One-step rectified flow in a frozen VAE decoder feature space for x2 super-resolution.
FSR stands for Feature-Space Rectified Flow Super-Resolution: a compact name for the core idea tested here, moving decoder features directly with a learned rectified-flow vector field.
This repository packages an overnight experiment that asks a narrow question:
Can we learn a vector field inside an intermediate VAE decoder feature space that transports bicubic-upsampled LR decoder features toward HR decoder features, then use that field in one step at inference?
The short answer from this run is yes, at the selected decoder cut f3
(decoder.up_blocks.1) the learned one-step vector field clearly improves over
feature bicubic, reaches the same rough x2 quality range as our local LUA
benchmark, and is well above the current LSRNA x2 snapshot in this workspace.
Four-step Euler is kept only as a diagnostic check of the learned field, not as
the headline comparison.
This is not a diffusion-UNet SR method. It does not use a pretrained denoising
UNet, does not call scheduler.add_noise(), and does not feed decoder features
into SDXL, SD2.1, or FLUX denoisers. The learned module is a lightweight vector
field trained directly in decoder feature space.

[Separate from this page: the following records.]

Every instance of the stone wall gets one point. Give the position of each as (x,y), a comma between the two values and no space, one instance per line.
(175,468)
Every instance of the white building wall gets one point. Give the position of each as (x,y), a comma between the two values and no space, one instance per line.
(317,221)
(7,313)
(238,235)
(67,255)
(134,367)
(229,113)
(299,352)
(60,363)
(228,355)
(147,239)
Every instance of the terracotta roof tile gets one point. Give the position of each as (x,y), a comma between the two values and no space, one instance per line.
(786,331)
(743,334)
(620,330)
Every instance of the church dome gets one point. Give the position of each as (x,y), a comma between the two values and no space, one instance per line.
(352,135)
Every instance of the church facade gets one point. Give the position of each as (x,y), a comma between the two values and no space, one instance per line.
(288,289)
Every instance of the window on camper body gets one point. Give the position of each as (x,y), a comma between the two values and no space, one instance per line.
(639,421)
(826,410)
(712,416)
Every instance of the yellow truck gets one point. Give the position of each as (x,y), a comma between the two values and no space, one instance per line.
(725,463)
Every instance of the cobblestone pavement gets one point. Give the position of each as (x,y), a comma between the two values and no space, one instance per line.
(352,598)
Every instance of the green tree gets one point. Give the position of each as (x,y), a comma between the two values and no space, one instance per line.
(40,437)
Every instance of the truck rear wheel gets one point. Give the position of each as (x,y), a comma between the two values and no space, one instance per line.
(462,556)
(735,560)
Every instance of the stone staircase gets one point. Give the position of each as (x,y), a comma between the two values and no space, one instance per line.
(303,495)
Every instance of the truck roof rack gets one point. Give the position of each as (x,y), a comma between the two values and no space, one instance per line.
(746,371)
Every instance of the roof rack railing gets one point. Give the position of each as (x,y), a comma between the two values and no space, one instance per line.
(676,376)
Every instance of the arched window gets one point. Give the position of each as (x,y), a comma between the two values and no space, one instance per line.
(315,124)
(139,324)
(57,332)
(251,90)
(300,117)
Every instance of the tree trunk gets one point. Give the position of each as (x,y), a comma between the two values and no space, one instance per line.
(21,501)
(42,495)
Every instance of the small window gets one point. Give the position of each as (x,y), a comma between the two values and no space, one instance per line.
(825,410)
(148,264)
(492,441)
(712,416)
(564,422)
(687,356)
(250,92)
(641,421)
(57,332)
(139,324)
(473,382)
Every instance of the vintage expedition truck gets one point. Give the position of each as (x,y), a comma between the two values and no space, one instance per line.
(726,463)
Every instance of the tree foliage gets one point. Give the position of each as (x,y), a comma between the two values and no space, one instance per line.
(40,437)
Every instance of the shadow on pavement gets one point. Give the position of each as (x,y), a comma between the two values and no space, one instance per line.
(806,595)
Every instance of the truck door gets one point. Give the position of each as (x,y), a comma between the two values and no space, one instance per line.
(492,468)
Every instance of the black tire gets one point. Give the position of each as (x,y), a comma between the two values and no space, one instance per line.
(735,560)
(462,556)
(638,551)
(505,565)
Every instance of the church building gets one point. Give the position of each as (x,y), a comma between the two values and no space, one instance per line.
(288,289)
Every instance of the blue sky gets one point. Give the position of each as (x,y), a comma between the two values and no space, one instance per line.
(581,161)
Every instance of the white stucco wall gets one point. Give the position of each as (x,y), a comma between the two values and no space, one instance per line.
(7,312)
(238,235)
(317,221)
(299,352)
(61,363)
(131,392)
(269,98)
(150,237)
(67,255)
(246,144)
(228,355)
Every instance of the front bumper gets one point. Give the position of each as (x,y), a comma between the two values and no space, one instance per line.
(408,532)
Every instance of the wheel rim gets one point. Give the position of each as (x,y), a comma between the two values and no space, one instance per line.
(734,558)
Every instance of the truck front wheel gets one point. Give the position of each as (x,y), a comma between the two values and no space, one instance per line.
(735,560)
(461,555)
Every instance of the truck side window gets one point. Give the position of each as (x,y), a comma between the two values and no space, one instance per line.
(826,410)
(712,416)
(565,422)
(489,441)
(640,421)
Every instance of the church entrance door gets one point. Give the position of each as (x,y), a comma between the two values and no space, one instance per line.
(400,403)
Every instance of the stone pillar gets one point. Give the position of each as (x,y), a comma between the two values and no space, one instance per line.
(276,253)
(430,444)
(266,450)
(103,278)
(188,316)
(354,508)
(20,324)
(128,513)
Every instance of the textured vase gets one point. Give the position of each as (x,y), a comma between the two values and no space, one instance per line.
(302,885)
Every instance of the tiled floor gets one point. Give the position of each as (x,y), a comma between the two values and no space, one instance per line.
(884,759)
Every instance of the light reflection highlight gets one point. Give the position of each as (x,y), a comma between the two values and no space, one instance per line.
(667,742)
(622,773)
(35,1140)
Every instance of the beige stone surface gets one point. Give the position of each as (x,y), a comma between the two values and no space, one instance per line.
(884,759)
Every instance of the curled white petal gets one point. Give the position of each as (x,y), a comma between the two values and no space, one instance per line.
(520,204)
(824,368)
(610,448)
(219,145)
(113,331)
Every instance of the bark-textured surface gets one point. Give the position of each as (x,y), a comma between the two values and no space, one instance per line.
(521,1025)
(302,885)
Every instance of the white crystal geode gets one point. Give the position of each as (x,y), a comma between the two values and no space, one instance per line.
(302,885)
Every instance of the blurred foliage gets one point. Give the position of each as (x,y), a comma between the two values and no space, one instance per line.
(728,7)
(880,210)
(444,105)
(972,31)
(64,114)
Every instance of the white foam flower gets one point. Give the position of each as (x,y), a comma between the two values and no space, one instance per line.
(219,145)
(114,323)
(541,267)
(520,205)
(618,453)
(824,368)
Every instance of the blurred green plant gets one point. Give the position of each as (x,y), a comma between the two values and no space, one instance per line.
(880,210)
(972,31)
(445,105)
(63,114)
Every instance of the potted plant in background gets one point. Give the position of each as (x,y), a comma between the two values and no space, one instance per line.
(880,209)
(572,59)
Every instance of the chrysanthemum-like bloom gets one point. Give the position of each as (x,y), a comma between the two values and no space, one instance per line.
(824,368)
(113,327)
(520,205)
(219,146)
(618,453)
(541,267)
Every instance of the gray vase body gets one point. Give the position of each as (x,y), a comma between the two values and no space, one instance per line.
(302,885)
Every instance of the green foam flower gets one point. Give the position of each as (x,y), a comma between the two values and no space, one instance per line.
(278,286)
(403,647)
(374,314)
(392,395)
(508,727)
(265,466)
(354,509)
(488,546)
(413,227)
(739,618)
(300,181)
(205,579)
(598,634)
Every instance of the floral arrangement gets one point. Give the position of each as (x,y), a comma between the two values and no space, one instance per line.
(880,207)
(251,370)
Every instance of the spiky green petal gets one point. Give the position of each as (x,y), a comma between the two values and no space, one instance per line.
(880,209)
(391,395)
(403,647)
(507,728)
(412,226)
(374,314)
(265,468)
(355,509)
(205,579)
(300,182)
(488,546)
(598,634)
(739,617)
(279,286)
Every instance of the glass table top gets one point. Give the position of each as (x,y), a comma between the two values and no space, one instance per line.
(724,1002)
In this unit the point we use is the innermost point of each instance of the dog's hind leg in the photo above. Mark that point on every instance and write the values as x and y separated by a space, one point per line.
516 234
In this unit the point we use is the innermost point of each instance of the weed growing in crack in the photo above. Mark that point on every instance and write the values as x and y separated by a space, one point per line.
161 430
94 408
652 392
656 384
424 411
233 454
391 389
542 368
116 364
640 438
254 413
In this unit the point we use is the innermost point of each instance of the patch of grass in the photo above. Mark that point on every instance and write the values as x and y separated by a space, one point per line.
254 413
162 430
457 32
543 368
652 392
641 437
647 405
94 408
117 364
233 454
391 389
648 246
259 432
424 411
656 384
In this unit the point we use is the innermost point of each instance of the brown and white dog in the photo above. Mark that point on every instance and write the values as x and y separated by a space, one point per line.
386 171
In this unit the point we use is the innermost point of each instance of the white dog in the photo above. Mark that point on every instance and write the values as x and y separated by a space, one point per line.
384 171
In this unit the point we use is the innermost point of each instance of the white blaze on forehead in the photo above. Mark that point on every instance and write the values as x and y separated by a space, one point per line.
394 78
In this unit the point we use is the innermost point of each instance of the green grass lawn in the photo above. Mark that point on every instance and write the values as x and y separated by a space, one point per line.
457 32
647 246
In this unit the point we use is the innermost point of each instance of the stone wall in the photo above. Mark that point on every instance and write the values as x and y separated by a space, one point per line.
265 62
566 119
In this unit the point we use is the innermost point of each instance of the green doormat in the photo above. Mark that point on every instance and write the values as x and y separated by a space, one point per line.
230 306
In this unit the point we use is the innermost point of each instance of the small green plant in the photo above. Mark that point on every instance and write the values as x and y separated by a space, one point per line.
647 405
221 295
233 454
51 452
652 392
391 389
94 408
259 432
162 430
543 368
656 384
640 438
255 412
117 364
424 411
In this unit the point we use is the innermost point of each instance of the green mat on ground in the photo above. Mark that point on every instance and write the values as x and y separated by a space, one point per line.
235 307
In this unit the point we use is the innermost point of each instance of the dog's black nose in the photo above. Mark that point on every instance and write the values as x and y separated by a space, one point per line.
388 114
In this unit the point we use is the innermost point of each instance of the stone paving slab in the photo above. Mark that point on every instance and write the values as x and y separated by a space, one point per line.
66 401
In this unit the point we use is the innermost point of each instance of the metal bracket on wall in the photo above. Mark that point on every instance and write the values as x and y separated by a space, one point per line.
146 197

Many latent SR systems upscale the latent tensor itself or apply a deterministic feature projector. Here we test a different object: a transport field between two frozen VAE decoder feature distributions.
Given a high-resolution image crop x_HR, we construct a low-resolution image
x_LR by bicubic downsampling. A frozen FLUX VAE encoder E maps both images
into latent space, and the frozen decoder D is split at an internal cut k:
D = D_>k o D_<=k
For a selected decoder feature cut:
f_H = D_<=k(E(x_HR))
f_L = D_<=k(E(x_LR))
f_B = Bicubic(f_L, spatial_size=f_H)
The model learns a vector field v_theta that moves f_B toward f_H.
The pixel target is the VAE reconstruction x_H_rec = D_>k(f_H), not raw HR.
That keeps the objective on the frozen VAE decoder manifold.
For each feature pair (f_B, f_H), define:
f_0 = f_B
f_1 = f_H
sigma(t) = sigma_max * t * (1 - t)
f_t = (1 - t) * f_0 + t * f_1 + sigma(t) * eps
The model is trained with flow matching:
v_theta(f_t, t, cond=f_0) ~= f_1 - f_0
At inference, the main path is one-step Euler:
f_hat = f_B + v_theta(f_B, t=0, cond=f_B)
x_hat = D_>k(f_hat)
We also recorded two-step/four-step Euler and stochastic one-step variants for diagnostics, but the reported method is the one-step path above.
- Frozen VAE:
black-forest-labs/FLUX.1-dev,vaesubfolder. - Decoder split candidates:
f1tof5. - Selected cut:
f3, mapped todecoder.up_blocks.1. - Model: lightweight residual convolutional feature vector field with sinusoidal time embedding and optional gate.
- Main signal: rectified-flow vector matching over random
t. - Auxiliary signals: endpoint feature loss, FFT loss, one-step feature loss, decoded RGB loss, low-frequency anchor, high-frequency loss, drift control, and gate regularization.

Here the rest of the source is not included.